DOSSIER : EX DRUMMER, PUNK DRUNK LOVE, LE NOUVEAU TRAINSPOTTING
Tout sur ex drummer - Photos - Le 2007-12-10 11:31:47
Ce n'est pas tous les jours que l'on sort d'un film en se disant qu'on vient de se prendre un TGV en pleine face. Qui se termine extrêmement mal mais vous file une patate d'enfer. Film flamand pas dans les normes, précipité outrageux de «No Future», Ex Drummer, premier long métrage extrêmement chaud de Koen Mortier, vous affûte l'esprit et vous met en train pour une bonne petite fête d'ultra-violence. Encore inconnu au bataillon sauf pour les petits curieux fouineurs, ce trip trash et rock qui évoque Bruno Dumont sous ecsta - dans le meilleur des cas - ou une performance de Bruno Costes filmé par Gaspar Noé - dans le pire - commence depuis un an à se traîner une réputation de «souffre culte». Il faut dire qu'il a tous les éléments pour marquer les esprits et devenir une référence. 1) Il est adapté d'un roman déjà culte de Herman Brusselmans, Chuck Palahniuk national. 2) Il propose grosso modo le même choc narratif et les mêmes idées formelles que Trainspotting en son temps mais du point de vue flamand avec grisaille hypertrophiée et personnages encore plus violents. 3) Koen Mortier a choisi des comédiens ultra-décomplexés qui n'ont peur de rien et peaufiné une bande-son hallucinante qui contient le meilleur de la scène rock flammande. Comme dans le best-seller dont il s'inspire, le film adopte le point de vue d'un romancier («le pire de tous», d'après Mortier) qui devient membre d'un groupe débile et raconte sa déchéance en compagnie des joyeux zouaves ostendais après avoir essayé de les manipuler. Le film n'a rien d'une carte postale mais ressemble plus à un concentré de provocations acides que l'on peut trouver vaines si on n'est pas client des bizarreries provenant du cerveau d'un auteur déjanté.
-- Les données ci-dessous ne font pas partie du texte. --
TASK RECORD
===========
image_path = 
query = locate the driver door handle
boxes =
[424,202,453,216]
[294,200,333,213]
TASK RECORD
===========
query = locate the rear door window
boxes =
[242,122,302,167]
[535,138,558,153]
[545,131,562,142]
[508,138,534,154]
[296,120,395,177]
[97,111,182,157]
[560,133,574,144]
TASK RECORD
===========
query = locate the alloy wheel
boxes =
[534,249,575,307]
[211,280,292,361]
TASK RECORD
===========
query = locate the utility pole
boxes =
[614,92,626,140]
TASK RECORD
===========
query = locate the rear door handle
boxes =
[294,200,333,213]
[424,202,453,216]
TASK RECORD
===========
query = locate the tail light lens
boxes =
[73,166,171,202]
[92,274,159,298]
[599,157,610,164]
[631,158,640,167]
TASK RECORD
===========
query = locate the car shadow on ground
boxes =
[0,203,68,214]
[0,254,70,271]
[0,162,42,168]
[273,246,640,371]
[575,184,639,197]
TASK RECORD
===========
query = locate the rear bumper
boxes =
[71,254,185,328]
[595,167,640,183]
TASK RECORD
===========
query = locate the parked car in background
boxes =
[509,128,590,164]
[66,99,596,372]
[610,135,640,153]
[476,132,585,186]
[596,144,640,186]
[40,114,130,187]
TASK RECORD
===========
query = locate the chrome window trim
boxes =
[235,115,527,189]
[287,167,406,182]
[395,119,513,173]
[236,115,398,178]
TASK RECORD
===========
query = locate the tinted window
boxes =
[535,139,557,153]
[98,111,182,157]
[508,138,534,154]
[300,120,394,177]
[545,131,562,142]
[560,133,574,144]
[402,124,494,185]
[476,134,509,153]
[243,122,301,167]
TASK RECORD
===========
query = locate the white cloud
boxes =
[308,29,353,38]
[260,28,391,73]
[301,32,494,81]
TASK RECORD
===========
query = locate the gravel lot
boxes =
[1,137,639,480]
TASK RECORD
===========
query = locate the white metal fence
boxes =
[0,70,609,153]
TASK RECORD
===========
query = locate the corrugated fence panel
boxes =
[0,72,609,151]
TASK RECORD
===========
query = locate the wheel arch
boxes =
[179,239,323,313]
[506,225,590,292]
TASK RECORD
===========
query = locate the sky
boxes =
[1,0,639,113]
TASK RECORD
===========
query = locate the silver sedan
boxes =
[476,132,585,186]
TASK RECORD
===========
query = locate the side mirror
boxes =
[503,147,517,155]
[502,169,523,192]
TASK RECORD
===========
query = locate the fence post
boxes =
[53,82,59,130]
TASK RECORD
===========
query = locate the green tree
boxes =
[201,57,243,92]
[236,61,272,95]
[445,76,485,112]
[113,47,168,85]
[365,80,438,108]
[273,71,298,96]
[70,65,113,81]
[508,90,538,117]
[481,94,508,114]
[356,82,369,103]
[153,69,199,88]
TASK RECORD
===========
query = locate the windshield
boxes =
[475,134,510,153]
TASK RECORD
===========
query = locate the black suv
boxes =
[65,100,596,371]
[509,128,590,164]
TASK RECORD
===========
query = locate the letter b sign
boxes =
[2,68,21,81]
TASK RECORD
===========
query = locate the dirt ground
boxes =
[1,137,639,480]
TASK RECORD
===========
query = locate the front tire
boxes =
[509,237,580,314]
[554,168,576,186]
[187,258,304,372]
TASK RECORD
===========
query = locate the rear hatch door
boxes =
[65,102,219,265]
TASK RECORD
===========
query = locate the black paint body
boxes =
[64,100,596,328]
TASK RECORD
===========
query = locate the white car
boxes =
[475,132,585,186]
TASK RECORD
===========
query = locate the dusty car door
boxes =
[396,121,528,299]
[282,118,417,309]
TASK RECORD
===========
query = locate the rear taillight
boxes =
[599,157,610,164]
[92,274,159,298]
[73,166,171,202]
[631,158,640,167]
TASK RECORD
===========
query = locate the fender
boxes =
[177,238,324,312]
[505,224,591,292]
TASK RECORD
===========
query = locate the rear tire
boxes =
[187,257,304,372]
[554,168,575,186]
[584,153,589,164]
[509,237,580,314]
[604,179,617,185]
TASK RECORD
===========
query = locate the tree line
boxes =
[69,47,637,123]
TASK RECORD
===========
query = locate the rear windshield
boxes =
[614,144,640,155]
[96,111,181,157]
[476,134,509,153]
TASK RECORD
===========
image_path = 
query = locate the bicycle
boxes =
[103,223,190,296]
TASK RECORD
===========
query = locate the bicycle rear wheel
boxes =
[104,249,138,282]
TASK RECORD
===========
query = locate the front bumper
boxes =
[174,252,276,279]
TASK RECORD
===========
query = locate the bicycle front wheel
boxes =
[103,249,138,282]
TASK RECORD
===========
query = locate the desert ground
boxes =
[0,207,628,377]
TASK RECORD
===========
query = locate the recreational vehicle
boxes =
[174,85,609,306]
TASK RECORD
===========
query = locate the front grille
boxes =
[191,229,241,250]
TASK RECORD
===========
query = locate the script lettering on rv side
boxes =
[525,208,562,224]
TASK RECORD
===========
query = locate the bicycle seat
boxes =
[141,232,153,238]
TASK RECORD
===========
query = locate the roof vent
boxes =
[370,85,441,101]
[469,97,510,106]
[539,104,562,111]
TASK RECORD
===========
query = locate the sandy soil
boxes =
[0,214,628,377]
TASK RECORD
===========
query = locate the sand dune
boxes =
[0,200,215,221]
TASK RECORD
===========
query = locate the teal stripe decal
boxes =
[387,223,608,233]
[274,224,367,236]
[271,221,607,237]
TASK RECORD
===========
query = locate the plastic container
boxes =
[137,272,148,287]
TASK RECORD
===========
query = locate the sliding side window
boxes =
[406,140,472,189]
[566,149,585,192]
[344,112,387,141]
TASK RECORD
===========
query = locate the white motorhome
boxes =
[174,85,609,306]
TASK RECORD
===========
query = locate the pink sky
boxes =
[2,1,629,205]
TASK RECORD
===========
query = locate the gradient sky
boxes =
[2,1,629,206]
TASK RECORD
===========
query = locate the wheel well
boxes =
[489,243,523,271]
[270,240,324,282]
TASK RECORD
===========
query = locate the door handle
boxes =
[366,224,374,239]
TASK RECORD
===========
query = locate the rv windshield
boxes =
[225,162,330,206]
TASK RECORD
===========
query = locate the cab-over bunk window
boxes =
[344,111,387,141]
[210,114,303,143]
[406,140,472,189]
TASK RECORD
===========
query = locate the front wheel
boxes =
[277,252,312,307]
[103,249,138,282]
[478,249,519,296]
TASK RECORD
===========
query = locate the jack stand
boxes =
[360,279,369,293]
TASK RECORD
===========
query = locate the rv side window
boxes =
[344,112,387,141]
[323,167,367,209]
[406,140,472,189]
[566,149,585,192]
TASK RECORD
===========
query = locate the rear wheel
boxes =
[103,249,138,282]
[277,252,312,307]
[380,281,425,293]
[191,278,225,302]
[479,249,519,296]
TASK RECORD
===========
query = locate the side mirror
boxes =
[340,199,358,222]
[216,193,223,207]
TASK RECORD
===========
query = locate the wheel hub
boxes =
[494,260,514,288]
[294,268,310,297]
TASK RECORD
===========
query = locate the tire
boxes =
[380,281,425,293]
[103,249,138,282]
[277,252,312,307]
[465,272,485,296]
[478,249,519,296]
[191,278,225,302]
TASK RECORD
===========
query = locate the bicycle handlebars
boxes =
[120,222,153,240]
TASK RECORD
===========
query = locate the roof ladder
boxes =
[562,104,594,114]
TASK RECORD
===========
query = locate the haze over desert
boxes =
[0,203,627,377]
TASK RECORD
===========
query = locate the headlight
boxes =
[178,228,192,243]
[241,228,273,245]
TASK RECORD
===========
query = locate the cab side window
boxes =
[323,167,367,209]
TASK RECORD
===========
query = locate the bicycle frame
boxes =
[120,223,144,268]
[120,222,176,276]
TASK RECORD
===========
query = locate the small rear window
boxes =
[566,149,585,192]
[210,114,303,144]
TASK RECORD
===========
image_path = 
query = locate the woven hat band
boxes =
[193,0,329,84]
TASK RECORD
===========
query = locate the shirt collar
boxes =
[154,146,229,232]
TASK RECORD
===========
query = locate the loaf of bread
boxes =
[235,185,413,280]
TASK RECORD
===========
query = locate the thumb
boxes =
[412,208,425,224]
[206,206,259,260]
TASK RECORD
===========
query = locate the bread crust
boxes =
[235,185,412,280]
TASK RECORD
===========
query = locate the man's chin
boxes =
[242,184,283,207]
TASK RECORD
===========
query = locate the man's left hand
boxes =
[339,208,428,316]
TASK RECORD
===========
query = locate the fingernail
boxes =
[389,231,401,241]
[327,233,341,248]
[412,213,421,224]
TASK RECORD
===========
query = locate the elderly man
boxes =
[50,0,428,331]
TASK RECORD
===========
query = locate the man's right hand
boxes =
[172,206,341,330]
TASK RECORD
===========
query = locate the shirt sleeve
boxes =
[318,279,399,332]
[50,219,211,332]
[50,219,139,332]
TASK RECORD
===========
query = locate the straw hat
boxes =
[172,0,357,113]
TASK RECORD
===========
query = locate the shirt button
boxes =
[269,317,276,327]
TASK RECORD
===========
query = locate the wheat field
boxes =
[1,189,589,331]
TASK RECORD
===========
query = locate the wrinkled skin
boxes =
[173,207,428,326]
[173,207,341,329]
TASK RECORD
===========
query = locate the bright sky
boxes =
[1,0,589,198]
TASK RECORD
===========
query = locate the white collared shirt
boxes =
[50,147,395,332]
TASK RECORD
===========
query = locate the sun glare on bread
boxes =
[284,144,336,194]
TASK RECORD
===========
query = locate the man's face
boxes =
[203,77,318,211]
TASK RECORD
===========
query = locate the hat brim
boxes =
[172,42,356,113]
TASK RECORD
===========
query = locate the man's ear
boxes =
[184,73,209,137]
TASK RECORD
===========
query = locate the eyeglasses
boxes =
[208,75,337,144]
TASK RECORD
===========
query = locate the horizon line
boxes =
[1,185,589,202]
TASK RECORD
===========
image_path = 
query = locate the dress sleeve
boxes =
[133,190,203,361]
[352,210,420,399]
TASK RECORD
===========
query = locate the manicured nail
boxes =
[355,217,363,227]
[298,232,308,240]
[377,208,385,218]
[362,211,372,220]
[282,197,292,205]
Mais la décontenance des uns ne bridera pas la folie des autres, trop heureux de découvrir un objet de cinéma totalement «autre» où les personnages shootés gerbent du sang, s'explosent la cervelle, marchent au plafond, couchent avec n'importe qui, pissent en bas de l'écran, fracassent la tronche d'un conducteur de bus etc.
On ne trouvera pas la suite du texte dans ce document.